Week 4
Old Dominion University
\[E[y_t] = \mu \ \forall \ t \in \{0, ..., T+h\}\]
An example of a mean stationary process is white noise: independent and identically distributed process with mean \(\mu\) (usually 0) and variance \(\sigma^2\).
When modeling, OLS assumes a mean stationary process.
Example: suppose we want to look at the impact of a policy on an outcome.
Call:
lm(formula = y ~ I(t >= 70), data = df)
Residuals:
Min 1Q Median 3Q Max
-7.4057 -2.9028 0.3151 2.8224 7.6771
Coefficients:
Estimate Std.
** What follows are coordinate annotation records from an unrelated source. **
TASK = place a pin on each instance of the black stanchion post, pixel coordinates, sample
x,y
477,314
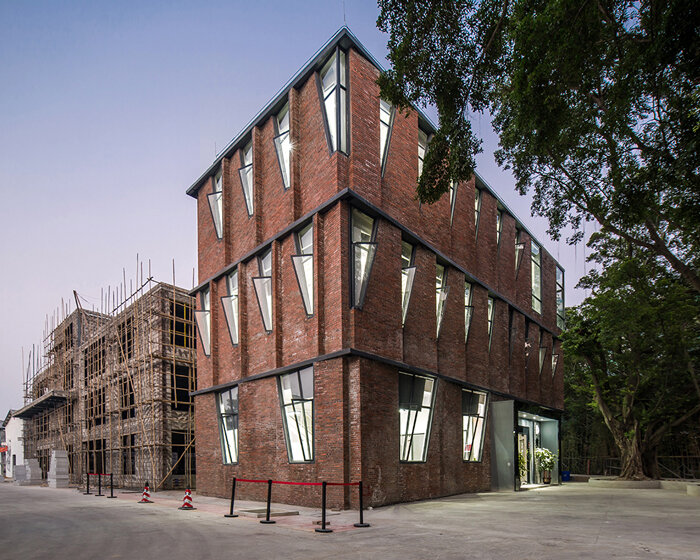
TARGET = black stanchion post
x,y
362,521
233,497
111,486
323,511
269,499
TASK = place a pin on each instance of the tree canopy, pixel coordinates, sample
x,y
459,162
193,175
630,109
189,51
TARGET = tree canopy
x,y
596,104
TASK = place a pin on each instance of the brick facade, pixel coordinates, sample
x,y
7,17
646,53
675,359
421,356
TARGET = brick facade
x,y
357,353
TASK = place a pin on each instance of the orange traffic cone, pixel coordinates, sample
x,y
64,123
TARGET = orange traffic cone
x,y
187,501
146,496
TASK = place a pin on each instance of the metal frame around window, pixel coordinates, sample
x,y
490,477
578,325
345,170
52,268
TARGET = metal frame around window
x,y
384,154
203,313
298,258
277,142
243,171
336,91
405,450
373,244
483,427
312,443
222,427
234,300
Error t value Pr(>|t|)
(Intercept) 7.0452 0.4380 16.08 <2e-16 ***
I(t >= 70)TRUE 10.1459 0.7867 12.90 <2e-16 ***
---
Signif. codes: 0 '***' 0.001 '**' 0.01 '*' 0.05 '.' 0.1 ' ' 1
Residual standard error: 3.638 on 98 degrees of freedom
Multiple R-squared: 0.6292, Adjusted R-squared: 0.6255
F-statistic: 166.3 on 1 and 98 DF, p-value: < 2.2e-16
\[\text{var}(y_t) = \sigma^2 \ \forall \ t \in \{0, ..., T+h\}\]
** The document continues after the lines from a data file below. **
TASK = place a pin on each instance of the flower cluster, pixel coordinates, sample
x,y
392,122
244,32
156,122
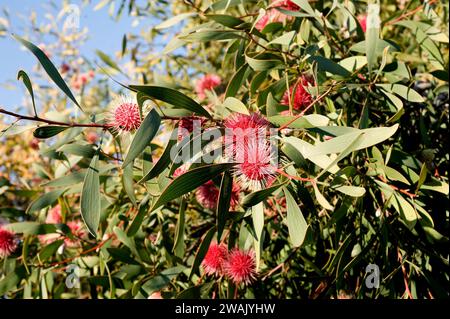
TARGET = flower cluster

White Noise is also an example of a variance stationary process. In fact, so is the previous time series.
Note that mean stationarity \(\neq\) variance stationarity.
This is an issue when calculating standard errors, which uses the variance of the error term.
OLS assumes the variance of the error is constant and does not vary in any dimension.
\[var(x) = \frac{1}{n}\sum(x-E[x])^2\]
\[var(x) = \frac{1}{n}\sum(x-E[x])(x-E[x])\]
\[cov(x, y) = \frac{1}{n}\sum(x-E[x])(y-E[y])\]
\[cor(x, y) = \frac{cov(x,y)}{\sqrt{var(x)var(y)}}\]
\[\rho(1) = \frac{cov(y_t,y_{t-1})}{var(y)}\]
\[\rho(k) = \frac{cov(y_t,y_{t-k})}{var(y)} = \frac{\gamma(k)}{\gamma(0)}\]
\[Y_t = 2 + .5Y_{t-1} + \epsilon_t\]
auto_cor <- function(vector, lags = 1){
t <- (lags+1):length(vector)
cor(vector[t-lags], vector[t], use="complete.obs")
}
df$y2 <- 0
for(i in 2:100) df$y2[df$t == i] <- 2 + (.5*df$y2[df$t == i-1]) + rnorm(1)
print(paste0("Lag ", c(1, 2, 10), ": ", round(c(Lag1 = auto_cor(df$y2, 1), Lag2 = auto_cor(df$y2, 2), Lag10 = auto_cor(df$y2, 10)), 4), "\n"))[1] “Lag 1: 0.4447” “Lag 2: 0.0864” “Lag 10: -0.0315”
\[Y_t = \beta Y_{t-1} + e_{t}\]
\[Y_t = \beta (\beta Y_{t-2} + e_{t-1}) + e_{t} = \beta^2Y_{t-2} + \beta e_{t-1} + e_t\]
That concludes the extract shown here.